Our comprehensive income attributable to OneBeacons common shareholders was $95.3 million in the nine months ended September 30, 2010, compared to $277.1 million in the nine months ended September 30, 2009. Change in other comprehensive income and loss items in the nine months ended September 30, 2009 included a $7.4 million pre-tax ($4.8 million after tax) increase resulting from the settlement of our interest rate swap relating to the mortgage note. The impact was offset by a $7.4 million realized loss related to the settlement of the interest swap reflected in net other revenues. Net income attributable to OneBeacons common shareholders was $95.4 million in the nine months ended September 30, 2010, compared to $269.6 million in the nine months ended September 30, 2009.
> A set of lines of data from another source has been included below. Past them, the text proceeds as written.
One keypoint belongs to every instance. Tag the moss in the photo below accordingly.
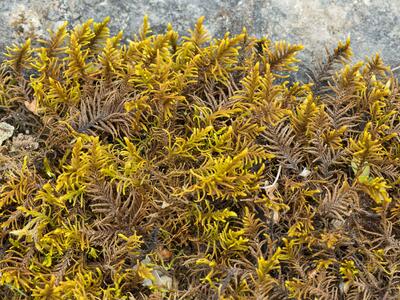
(195, 168)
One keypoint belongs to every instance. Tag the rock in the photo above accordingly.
(374, 25)
(6, 131)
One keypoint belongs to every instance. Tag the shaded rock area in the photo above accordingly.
(373, 25)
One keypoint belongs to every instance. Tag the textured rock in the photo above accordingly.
(374, 25)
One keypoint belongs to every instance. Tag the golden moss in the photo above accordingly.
(195, 168)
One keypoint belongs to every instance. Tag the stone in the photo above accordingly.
(373, 25)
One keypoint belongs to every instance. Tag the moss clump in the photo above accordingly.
(193, 168)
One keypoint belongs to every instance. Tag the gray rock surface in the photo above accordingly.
(374, 25)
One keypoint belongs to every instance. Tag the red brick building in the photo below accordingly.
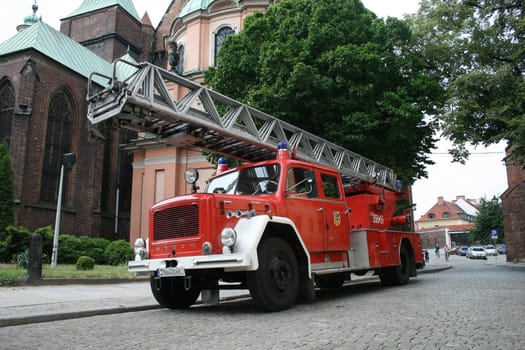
(447, 222)
(513, 206)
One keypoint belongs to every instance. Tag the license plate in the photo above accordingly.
(172, 271)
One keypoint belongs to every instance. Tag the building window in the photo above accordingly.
(7, 109)
(159, 185)
(58, 142)
(180, 64)
(221, 35)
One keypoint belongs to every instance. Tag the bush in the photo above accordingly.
(69, 249)
(119, 252)
(95, 248)
(85, 263)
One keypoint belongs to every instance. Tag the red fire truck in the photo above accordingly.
(300, 213)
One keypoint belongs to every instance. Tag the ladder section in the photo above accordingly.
(205, 118)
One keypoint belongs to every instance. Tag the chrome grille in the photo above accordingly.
(176, 222)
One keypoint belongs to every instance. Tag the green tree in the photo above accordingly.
(336, 70)
(7, 190)
(489, 218)
(478, 48)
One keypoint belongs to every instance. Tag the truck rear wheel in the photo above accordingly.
(397, 275)
(170, 292)
(275, 284)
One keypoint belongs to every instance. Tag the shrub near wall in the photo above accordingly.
(119, 252)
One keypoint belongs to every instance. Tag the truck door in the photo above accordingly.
(304, 207)
(336, 235)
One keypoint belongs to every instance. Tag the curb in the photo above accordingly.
(434, 269)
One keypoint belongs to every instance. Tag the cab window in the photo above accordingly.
(330, 186)
(300, 181)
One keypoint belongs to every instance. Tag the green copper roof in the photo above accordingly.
(194, 5)
(95, 5)
(58, 47)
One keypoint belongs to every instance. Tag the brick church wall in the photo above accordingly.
(513, 205)
(35, 79)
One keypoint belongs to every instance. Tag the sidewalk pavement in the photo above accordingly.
(51, 302)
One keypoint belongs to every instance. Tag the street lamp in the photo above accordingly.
(68, 160)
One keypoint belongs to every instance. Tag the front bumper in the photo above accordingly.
(181, 266)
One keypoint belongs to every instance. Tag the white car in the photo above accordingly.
(491, 250)
(477, 253)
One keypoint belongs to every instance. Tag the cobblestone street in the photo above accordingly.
(471, 306)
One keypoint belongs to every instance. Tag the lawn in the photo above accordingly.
(10, 274)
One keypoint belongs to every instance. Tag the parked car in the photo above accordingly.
(463, 251)
(491, 250)
(476, 253)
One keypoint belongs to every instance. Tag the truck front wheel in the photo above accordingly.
(171, 293)
(275, 284)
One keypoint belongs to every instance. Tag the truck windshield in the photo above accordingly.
(257, 180)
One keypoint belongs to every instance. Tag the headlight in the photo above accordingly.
(228, 237)
(191, 175)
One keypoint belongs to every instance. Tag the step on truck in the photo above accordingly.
(300, 213)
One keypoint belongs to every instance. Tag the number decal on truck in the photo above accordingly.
(377, 218)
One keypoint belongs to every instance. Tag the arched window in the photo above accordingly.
(7, 109)
(58, 142)
(180, 64)
(221, 35)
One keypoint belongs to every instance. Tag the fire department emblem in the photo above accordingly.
(337, 218)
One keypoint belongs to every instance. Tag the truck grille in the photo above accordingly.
(176, 222)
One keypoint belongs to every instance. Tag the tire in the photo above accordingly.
(330, 281)
(172, 293)
(274, 285)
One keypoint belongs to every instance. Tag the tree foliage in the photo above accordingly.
(490, 217)
(477, 47)
(7, 188)
(336, 70)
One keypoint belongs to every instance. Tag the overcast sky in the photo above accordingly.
(482, 176)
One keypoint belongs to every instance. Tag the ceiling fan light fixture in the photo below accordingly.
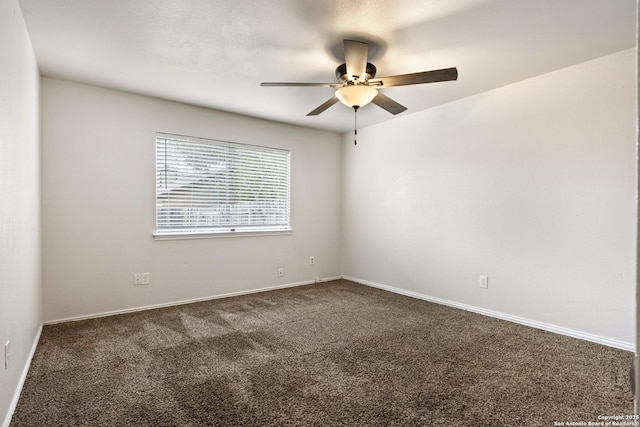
(357, 95)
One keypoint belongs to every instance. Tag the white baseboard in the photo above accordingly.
(23, 378)
(188, 301)
(516, 319)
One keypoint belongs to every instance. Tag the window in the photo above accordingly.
(205, 186)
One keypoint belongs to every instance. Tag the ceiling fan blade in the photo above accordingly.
(388, 104)
(324, 106)
(446, 74)
(355, 58)
(270, 84)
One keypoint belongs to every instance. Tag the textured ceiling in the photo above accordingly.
(215, 53)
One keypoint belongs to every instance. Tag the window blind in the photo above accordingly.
(210, 186)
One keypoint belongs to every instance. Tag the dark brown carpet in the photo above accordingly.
(334, 353)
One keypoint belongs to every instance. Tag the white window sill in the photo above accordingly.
(219, 234)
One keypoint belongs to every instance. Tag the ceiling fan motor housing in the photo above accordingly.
(341, 72)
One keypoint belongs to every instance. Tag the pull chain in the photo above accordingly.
(355, 124)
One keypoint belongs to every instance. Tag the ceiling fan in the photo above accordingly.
(357, 85)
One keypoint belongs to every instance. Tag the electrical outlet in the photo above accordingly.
(483, 282)
(7, 355)
(141, 279)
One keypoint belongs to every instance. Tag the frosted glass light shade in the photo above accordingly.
(356, 95)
Our total revenues decreased by 24.4% to $1,375.2 million in the nine months ended September 30, 2010, compared to $1,818.5 million in the nine months ended September 30, 2009. The decrease was mainly due to an 18.5% decrease in earned premiums primarily due to decreased earned premiums in our personal lines and our non-specialty commercial lines which is included in run-off as a result of the transactions described above. Net realized and unrealized investment gains decreased by 66.7% to $79.6 million, compared to $239.1 million in the nine months ended September 30, 2009. Net investment income decreased by 18.9% to $74.9 million in the nine months ended September 30, 2010, primarily due to lower investment yields, a reduction in invested assets as a result of the Personal Lines Transaction, repurchases of our senior notes and the special dividend, and an increased allocation to lower yielding short-term investments during the first six months of 2010 in preparation for the closing of the Personal Lines Transaction. These were partially offset by a $1.7 million inflation adjustment related to our inflation indexed treasury securities as compared to a $(2.0) million inflation adjustment related to these securities for the nine months ended September 30, 2009. Net other revenues increased by 31.5% to $21.3 million in the nine months ended September 30, 2010, compared to $16.2 million in the nine months ended September 30, 2009. The increase was primarily due to the $8.5 million net gain on the Personal Lines Transaction and the $3.7 million of additional consideration related to the Commercial Lines Transaction, both described above, partially offset by a $10.8 million loss related to the purchase of a portion of our senior notes. The nine months ended September 30, 2009 included a $5.4 million gain related to the purchase of a portion of our senior notes, offset by a $7.4 million realized loss related to the settlement of the interest rate swap.

Our total expenses decreased by 12.2% in the nine months ended September 30, 2010 to $1,269.4 million, compared to $1,445.7 million in the nine months ended September 30, 2009. Loss and LAE decreased by 10.0% to $775.5 million in the nine months ended September 30, 2010, reflective of the shrink in our book of business resulting from the Commercial Lines Transaction and the Personal Lines Transaction, partially offset by higher current accident year catastrophe losses and a number of non-catastrophe large losses. Current accident year catastrophe losses were $50.9 million in the nine months ended September 30, 2010, compared to $23.6 million in the nine months ended September 30, 2009. Other underwriting expenses decreased by 21.1% to $186.5 million and policy acquisition expenses decreased by 10.5% to $263.5 million in the nine months ended September 30, 2010, reflecting the change in our book of business resulting from the Commercial Lines Transaction and the Personal Lines Transaction. Interest expense decreased by 22.3% to $23.4 million in the nine months ended September 30, 2010, reflective of actions taken to reduce outstanding debt. These decreases were partially offset by a $1.6 million increase in general and administrative expenses to $20.5 million.